Amongst the many hundreds of manuscripts left behind by Russian theologian Mikola Mandelstahm are a number of thin volumes explicating the philosophy of the Ancient Greek philosopher Heraclitus. In the text that follows Mandelstahm considers, in an uncharacteristicaly erratic fashion, some of Heraclitus' writings on divinity and the relationship between the human and the divine.


Of the fact that we do not always know God, Heraklitous wrote that, "Human nature has no real understanding; only the divine nature has it" (F78). Yet, this does not, I belive, imply our separation from God, only the dividedness of God, and the divnity of division itself, for that which is divided is also thereby undivided and unified in its division, unified as a multiplicity; whereas that which is completely undivided is thereby already divided in another sense, in the sense of being a-multiple. That is also why Heraklitous wrote that, "It throws apart and then brings together again" (F31). This can only mean that divinity ordains the return of all things to that which they are. On this I have already speculated (Mandelstahm on Heraclitus : Flux).

In the Scripture, there is writing of a Fall. Eve eats an apple. I do not believe in this, though I believe in the holiness of the Scripture. All Scripture must be read by human eyes, to be known by human hearts.

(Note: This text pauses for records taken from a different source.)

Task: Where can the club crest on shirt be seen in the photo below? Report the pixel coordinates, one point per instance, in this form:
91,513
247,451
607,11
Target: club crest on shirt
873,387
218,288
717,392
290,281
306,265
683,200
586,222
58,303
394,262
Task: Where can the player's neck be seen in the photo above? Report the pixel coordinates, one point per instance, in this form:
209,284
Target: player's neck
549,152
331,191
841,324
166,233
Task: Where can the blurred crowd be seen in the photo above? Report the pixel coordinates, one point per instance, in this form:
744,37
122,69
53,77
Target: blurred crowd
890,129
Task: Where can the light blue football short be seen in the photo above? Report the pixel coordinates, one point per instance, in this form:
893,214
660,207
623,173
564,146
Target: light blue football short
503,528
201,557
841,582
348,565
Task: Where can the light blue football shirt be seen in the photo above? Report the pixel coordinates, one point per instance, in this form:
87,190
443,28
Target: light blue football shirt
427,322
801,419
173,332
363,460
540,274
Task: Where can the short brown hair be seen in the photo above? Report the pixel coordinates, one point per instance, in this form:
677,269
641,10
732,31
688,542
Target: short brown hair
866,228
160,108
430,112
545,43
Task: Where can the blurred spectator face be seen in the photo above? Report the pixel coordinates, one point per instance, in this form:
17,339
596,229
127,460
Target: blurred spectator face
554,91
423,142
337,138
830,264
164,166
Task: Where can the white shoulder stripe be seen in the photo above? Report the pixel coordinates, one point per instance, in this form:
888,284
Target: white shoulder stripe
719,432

There can be no Fall for that implies not only a division of the unholy kind between ourselves and God, but also a division between God and God, which is not possible, for God cannot be divided, God is that which is great and indivisible, self-sufficient, self-causing. These things were already written by Spinoza, a Jew who lives in Amsterdam, but being a Jew, he did not fully understand the tautologous character of his thinking, thereby giving rise to an internal tension in the form of his expression, betrayed by his faith in logic, above his faith in God (which is thereby revealed, the one through the other).

For those that believe these thoughts too confusing, I only quote Heraklitous again, when he wrote that, "What is divine escapes men's notice because of their incredulity" (F86). I only choose to believe. Faith is my vocation. My belief in God is profound, for my faith encompasses the entirety of my soul.

I have grown so tired of the moisture, of the weeping, of the tears. Death grieves because of me.